You can find a live demo for searching and highlighting the text in PDF on product website.

Partially Convert a HTML Page to PDF

The HiQPdf HTML to PDF converter allows you to convert only a selected HTML element from the HTML document. The selected element can be for example a TABLE element or a DIV element containing other HTML elements.

This feature is useful when you want to convert only a part of the HTML document. For example, a web page usually has a header with menu and logo and a footer with contact information and copyright notice besides the main HTML content you want to convert to PDF. In order to convert only the main content of the document you can place the main content in a block element like a DIV or a TABLE and configure the converter to convert only that block element.

The HTML element to be converted is selected by the ConvertedHtmlElementSelector property. This property can be set with a value representing the CSS selector of the HTML element to be converted. For example, the #MyHtmlElement CSS selector will select the HTML element having the ‘MyHtmlElement‘ ID from document and the the *[class=”ConvertibleElementStyle”] CSS selector will select only the HTML element having the ‘ConvertibleElementStyle‘ CSS class. If many elements in the HTML document are selected by a CSS selector, only the the first one will be converted. The values of the attributes in the CSS selectors are case sensitive.
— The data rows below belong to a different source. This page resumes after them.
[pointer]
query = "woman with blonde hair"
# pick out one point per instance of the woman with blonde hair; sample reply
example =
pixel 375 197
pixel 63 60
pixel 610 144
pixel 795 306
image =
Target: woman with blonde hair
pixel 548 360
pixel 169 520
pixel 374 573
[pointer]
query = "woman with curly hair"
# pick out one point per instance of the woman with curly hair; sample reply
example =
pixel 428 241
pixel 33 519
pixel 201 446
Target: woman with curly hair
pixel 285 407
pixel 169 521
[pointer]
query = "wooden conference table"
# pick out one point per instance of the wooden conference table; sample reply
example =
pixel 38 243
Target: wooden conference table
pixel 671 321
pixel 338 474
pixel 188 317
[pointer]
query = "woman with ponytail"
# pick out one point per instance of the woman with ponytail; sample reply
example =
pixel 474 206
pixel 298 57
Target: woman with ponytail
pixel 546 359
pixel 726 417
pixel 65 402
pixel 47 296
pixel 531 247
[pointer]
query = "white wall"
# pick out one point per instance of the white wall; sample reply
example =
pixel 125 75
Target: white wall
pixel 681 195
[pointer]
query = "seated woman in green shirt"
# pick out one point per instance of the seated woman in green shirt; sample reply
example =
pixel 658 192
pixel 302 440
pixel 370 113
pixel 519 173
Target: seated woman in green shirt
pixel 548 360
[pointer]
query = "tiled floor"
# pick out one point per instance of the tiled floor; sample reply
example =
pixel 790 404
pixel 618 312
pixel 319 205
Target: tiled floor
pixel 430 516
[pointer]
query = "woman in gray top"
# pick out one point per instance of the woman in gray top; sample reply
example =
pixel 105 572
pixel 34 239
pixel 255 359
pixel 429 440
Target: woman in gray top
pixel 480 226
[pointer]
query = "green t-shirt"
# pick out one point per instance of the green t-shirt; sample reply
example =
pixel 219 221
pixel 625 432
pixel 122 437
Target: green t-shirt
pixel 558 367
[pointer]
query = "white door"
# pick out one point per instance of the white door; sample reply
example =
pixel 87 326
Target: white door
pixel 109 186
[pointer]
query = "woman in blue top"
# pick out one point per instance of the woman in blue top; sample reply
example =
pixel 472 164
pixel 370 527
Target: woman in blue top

If this property is not set then the whole HTML document is converted.

C# Code Sample for Partially Converting a HTML to PDF

// create the HTML to PDF converter
HtmlToPdf htmlToPdfConverter = new HtmlToPdf();

// convert only the HTML element having the MyHtmlElement ID 
htmlToPdfConverter.ConvertedHtmlElementSelector = "#MyHtmlElement";

You can test this feature live in Convert Only a Selected Region of HTML Page demo.